Saad seems vaguely aware of this and doesn’t have a single meaningful argument in response beyond calling the anti-meritocracy worldview “sinister” and implying it would lead to calls to rectify any and all generic injustice. But that doesn’t follow. Since Saad and his followers would never accept this point coming from a “woke” author like myself, here is Friedrich Hayek making exactly this point in The Constitution of Liberty:

The inborn as well as the acquired gifts of a person clearly have a value to his fellows which does not depend on any credit due to him for possessing them. There is little a man can do to alter the fact that his special talents are very common or exceedingly rare. A good mind or a fine voice, a beautiful face of a skilled hand, and a ready wit or an attractive personality are in large measure as independent of a person’s efforts as the opportunities or the experiences he has had.

In all these instances the value which a person’s capacities or services have for us and for which he is recompensed has little relation to anything that we can call moral merit or deserts.

Contra Gaad’s self-presentation as someone pitching hard scientific truths, what we get in his book is a bundle of contradicting impulses.
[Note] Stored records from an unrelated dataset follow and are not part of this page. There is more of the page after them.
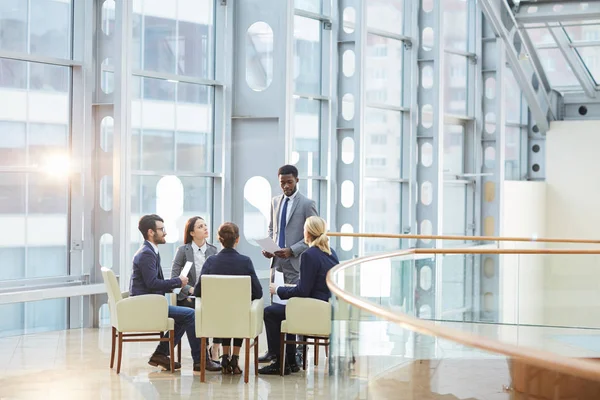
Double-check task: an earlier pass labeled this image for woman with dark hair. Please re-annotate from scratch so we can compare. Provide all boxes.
[194,222,263,375]
[171,216,221,370]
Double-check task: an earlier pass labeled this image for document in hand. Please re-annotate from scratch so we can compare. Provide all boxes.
[255,237,281,254]
[181,261,193,277]
[272,270,287,305]
[173,261,194,295]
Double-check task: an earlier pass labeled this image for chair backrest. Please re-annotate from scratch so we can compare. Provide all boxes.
[101,267,123,327]
[286,297,332,336]
[200,275,252,338]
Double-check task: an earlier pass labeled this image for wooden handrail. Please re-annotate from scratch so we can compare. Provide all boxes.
[327,231,600,245]
[326,248,600,383]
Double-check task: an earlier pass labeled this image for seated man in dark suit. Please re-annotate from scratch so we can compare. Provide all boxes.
[193,222,263,374]
[129,214,219,371]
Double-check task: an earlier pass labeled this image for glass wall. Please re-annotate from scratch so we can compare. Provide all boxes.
[0,0,73,337]
[362,1,405,255]
[292,9,328,217]
[128,0,216,276]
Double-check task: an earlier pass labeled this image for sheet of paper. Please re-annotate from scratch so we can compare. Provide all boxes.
[255,237,281,254]
[173,261,194,295]
[272,270,288,305]
[181,261,193,277]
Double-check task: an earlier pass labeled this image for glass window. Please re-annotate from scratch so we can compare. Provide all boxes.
[505,127,522,180]
[246,22,274,92]
[132,77,214,173]
[364,108,402,179]
[505,66,522,124]
[295,0,321,14]
[367,0,403,35]
[0,122,26,167]
[362,180,401,254]
[0,0,72,59]
[564,24,600,43]
[443,0,468,52]
[444,54,468,116]
[292,98,321,177]
[537,48,580,87]
[527,28,556,47]
[575,47,600,85]
[294,16,322,95]
[443,183,468,236]
[443,125,464,175]
[133,0,215,79]
[366,35,403,108]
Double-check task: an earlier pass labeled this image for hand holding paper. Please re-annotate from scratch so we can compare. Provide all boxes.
[255,237,281,254]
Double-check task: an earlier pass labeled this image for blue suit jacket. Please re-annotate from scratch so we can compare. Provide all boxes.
[277,247,339,302]
[129,241,182,296]
[194,248,263,301]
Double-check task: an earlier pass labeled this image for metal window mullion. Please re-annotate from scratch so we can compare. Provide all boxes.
[401,0,418,245]
[113,0,133,291]
[213,0,233,227]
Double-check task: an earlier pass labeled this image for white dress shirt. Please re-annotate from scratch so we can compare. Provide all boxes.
[148,241,159,254]
[191,241,207,279]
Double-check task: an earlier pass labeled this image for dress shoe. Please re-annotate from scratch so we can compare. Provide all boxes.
[193,358,221,372]
[148,353,181,371]
[258,361,291,375]
[289,362,300,373]
[258,351,276,363]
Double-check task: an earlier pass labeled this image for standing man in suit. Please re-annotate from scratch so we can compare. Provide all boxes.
[258,164,318,363]
[129,214,204,372]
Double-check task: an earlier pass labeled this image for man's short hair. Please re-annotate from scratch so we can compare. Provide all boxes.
[138,214,164,240]
[278,164,298,178]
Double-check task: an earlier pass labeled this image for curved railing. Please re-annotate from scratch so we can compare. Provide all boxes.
[325,234,600,399]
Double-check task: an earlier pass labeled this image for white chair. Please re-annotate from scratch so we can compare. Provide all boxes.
[195,275,263,383]
[280,297,331,376]
[101,267,176,374]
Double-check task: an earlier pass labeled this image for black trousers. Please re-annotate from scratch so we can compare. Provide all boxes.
[264,303,296,361]
[177,297,221,344]
[216,338,243,347]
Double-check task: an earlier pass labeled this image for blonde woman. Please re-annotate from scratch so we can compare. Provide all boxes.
[258,216,339,375]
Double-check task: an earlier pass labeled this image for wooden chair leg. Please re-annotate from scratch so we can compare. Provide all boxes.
[302,343,307,371]
[279,332,286,377]
[200,337,206,382]
[254,337,259,376]
[116,332,123,374]
[177,342,182,363]
[169,330,175,373]
[314,338,319,366]
[110,327,116,368]
[325,343,329,358]
[244,338,250,383]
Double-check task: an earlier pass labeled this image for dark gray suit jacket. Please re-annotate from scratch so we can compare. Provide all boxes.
[170,242,218,301]
[268,191,318,284]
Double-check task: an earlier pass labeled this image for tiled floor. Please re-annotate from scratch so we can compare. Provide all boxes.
[2,323,600,399]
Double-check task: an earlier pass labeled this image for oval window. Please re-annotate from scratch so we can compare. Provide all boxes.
[243,176,272,246]
[246,22,274,91]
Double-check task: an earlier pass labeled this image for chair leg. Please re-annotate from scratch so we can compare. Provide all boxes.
[116,332,123,374]
[302,343,307,371]
[254,337,259,376]
[314,338,319,366]
[244,338,250,383]
[279,332,286,377]
[110,326,116,368]
[325,344,329,358]
[177,342,182,363]
[200,337,206,382]
[169,330,175,374]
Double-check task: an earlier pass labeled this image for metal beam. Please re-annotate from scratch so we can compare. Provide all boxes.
[478,0,555,132]
[515,2,600,25]
[548,26,597,99]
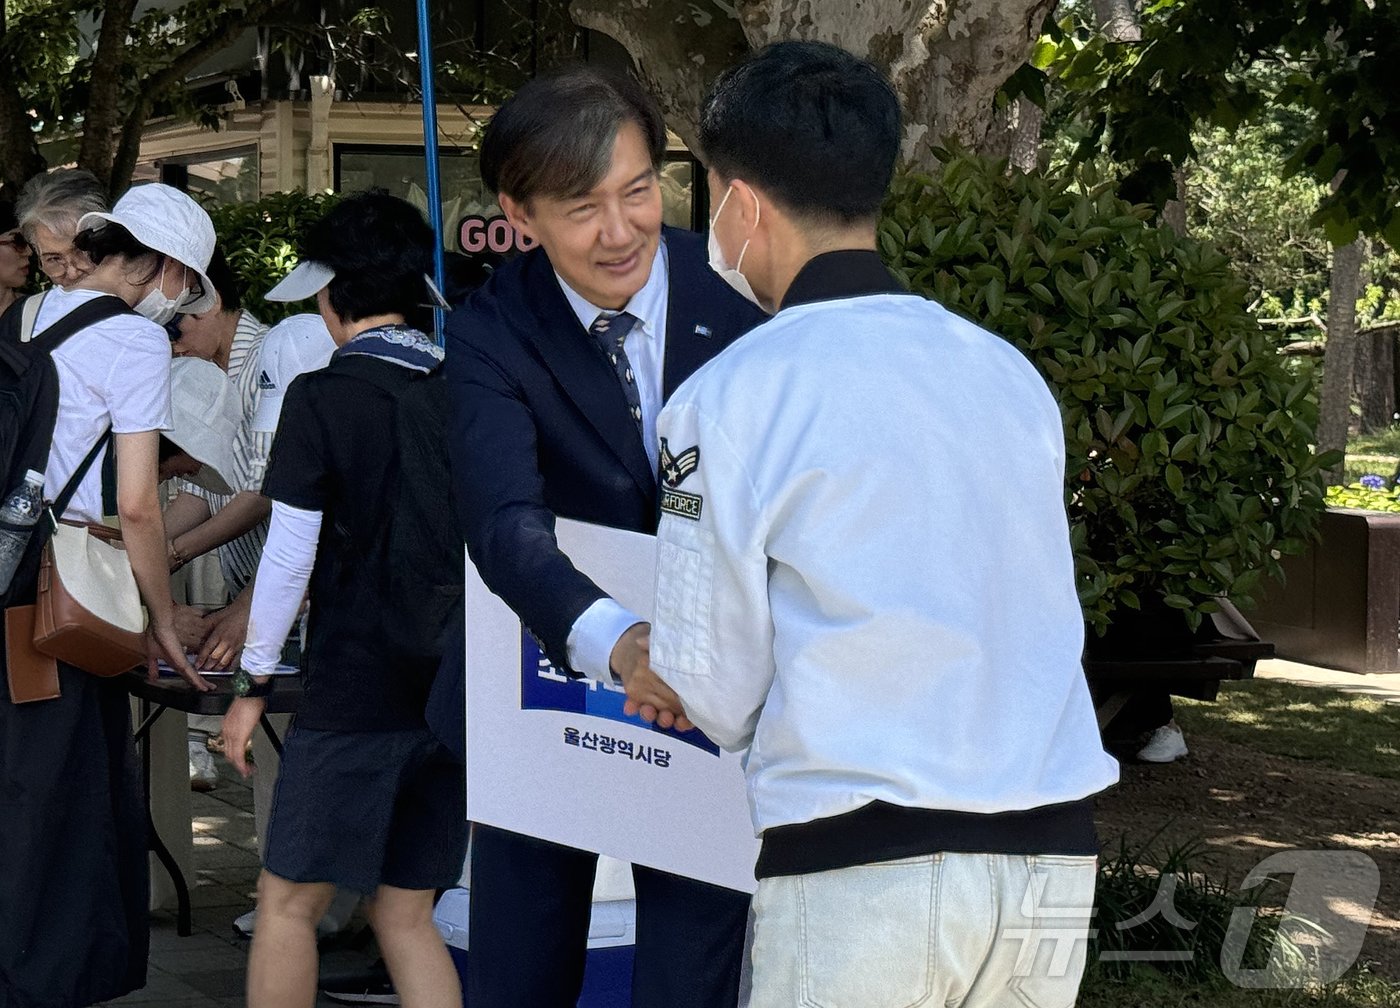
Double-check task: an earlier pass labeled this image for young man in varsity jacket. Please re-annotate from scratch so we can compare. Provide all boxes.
[642,41,1120,1008]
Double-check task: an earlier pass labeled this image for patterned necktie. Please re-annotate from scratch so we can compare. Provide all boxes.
[589,310,644,438]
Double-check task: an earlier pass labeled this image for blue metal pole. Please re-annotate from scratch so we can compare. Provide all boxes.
[416,0,447,345]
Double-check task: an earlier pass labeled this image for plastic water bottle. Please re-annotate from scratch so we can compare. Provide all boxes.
[0,470,46,594]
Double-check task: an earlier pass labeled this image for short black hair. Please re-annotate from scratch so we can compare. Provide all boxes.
[699,41,901,224]
[158,435,186,465]
[480,63,666,204]
[75,220,162,286]
[206,246,243,313]
[0,200,17,234]
[301,190,434,324]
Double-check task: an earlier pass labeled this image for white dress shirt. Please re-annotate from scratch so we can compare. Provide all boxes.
[560,241,671,682]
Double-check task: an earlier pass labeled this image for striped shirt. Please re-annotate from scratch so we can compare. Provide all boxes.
[181,310,271,595]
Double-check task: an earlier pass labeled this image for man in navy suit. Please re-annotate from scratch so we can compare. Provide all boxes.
[442,64,762,1008]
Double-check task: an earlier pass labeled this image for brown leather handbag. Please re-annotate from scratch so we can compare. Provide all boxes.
[32,518,146,678]
[5,604,60,702]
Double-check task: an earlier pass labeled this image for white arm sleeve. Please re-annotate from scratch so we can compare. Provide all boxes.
[242,500,322,676]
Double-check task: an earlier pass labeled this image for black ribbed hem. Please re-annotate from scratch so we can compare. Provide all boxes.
[755,796,1101,880]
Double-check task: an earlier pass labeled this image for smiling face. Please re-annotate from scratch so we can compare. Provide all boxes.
[0,228,30,291]
[31,222,94,288]
[499,121,662,311]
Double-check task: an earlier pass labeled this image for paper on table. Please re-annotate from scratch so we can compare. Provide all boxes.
[155,659,299,677]
[464,517,759,894]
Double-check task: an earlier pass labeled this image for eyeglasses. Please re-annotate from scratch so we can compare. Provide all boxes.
[180,276,206,309]
[39,249,84,274]
[0,234,29,253]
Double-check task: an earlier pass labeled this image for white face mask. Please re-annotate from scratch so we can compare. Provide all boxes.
[706,185,765,311]
[134,259,182,326]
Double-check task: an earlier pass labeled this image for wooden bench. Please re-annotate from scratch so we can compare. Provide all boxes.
[1085,637,1274,730]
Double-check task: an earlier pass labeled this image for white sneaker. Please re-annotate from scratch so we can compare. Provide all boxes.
[188,736,218,791]
[233,908,257,938]
[1137,723,1188,763]
[234,890,360,940]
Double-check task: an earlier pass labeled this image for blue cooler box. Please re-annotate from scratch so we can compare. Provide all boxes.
[434,887,637,1007]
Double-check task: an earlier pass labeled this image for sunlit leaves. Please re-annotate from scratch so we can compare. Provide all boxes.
[882,150,1328,633]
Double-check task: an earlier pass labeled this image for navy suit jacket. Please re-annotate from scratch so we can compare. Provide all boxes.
[429,228,763,758]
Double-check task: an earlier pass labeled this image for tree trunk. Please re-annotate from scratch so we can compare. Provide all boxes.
[1317,239,1366,482]
[78,0,140,195]
[1162,165,1189,236]
[105,0,300,194]
[568,1,751,160]
[571,0,1055,173]
[0,4,46,200]
[1357,324,1397,433]
[1093,0,1141,42]
[984,96,1042,173]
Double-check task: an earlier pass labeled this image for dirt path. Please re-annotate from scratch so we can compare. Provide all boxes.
[1095,733,1400,977]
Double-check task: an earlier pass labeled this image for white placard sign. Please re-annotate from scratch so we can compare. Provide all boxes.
[464,518,759,894]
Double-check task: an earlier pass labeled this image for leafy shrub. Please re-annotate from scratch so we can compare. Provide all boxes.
[1092,835,1313,988]
[1326,482,1400,513]
[207,191,341,324]
[880,151,1331,633]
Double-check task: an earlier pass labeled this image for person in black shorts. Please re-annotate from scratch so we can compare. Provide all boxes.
[220,190,464,1008]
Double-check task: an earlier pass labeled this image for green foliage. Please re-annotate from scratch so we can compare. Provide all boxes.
[1325,484,1400,515]
[880,150,1331,632]
[1042,0,1400,246]
[206,190,341,325]
[1191,121,1400,336]
[1092,835,1309,987]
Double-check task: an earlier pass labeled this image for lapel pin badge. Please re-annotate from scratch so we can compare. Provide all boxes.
[694,324,713,339]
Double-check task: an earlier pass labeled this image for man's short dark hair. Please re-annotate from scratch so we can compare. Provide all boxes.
[206,246,243,313]
[699,41,901,224]
[480,64,666,204]
[302,190,433,323]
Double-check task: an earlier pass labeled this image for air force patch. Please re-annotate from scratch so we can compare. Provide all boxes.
[659,437,702,520]
[660,438,699,488]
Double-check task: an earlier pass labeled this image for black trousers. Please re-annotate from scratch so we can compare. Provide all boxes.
[466,823,750,1007]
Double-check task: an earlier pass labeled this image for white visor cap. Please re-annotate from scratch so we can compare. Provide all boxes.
[264,260,336,303]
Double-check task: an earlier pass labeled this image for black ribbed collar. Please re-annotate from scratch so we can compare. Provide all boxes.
[779,249,907,311]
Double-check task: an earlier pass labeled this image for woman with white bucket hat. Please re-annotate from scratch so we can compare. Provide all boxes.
[0,182,218,1007]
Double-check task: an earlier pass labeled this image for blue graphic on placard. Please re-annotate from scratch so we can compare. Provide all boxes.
[519,627,719,755]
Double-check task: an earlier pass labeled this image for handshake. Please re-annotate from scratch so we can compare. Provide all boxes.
[609,622,694,733]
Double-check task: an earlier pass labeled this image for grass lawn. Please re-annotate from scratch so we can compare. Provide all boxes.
[1078,678,1400,1004]
[1079,966,1400,1006]
[1343,427,1400,486]
[1175,679,1400,781]
[1349,429,1400,458]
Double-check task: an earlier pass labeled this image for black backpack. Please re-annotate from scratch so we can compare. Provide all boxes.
[338,362,465,662]
[0,293,132,608]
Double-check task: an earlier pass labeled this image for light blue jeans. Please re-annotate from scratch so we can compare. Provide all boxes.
[748,852,1097,1008]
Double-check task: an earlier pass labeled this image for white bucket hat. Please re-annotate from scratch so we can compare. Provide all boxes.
[78,183,217,315]
[166,357,241,494]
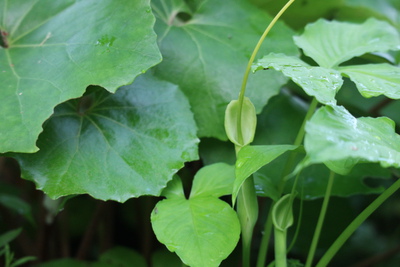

It vacillates between a selective empirical essentialism, where whole groups of people are defined by vaguely drawn characteristics, and hypermoral nominalism stressing “personal responsibility” so that each person can be ruthlessly judged and evaluated.

That this could never make sense intellectually shouldn’t distract us from the fact that it persuades his followers solely because it’s very appealing to their instincts and feelings. Lionel Trilling once claimed that conservatives don’t really have ideas, only irritable mental gestures that seek to resemble ideas. It was a deeply unfair accusation to make against a flawed but frequently interesting and even profound tradition. But it has to be said that Trilling absolutely had Saad’s number in confirming the most Bluesky-level clichés about the conservative movement.

Suicidal Empathy is not a book in the sense of offering a careful, rational argument sequenced over pages. It’s not a coincidence that Saad spends his time relitigating online beefs rather than reading and rebutting Gender Trouble. Suicidal Empathy is the unreconstructed grievances of red-pilled Twitter given physical form. The motivating through line in Saad’s pivots isn’t intellectual but ideological and affective, tracking the contingent animating passions of those in our society who remain very angry about black Disney mermaids. Its contradictions and tensions never become troublesome to their author, because they aren’t meant to be thought through, only delicately affirmed.

And that is why it has been received with such gratitude by the ruling class that Saad bends over to flatter. Here you can judge a book by its cover, which for Suicidal Empathy, features a blurb from none other than Musk. He assures us that its contents are nothing less than “great.”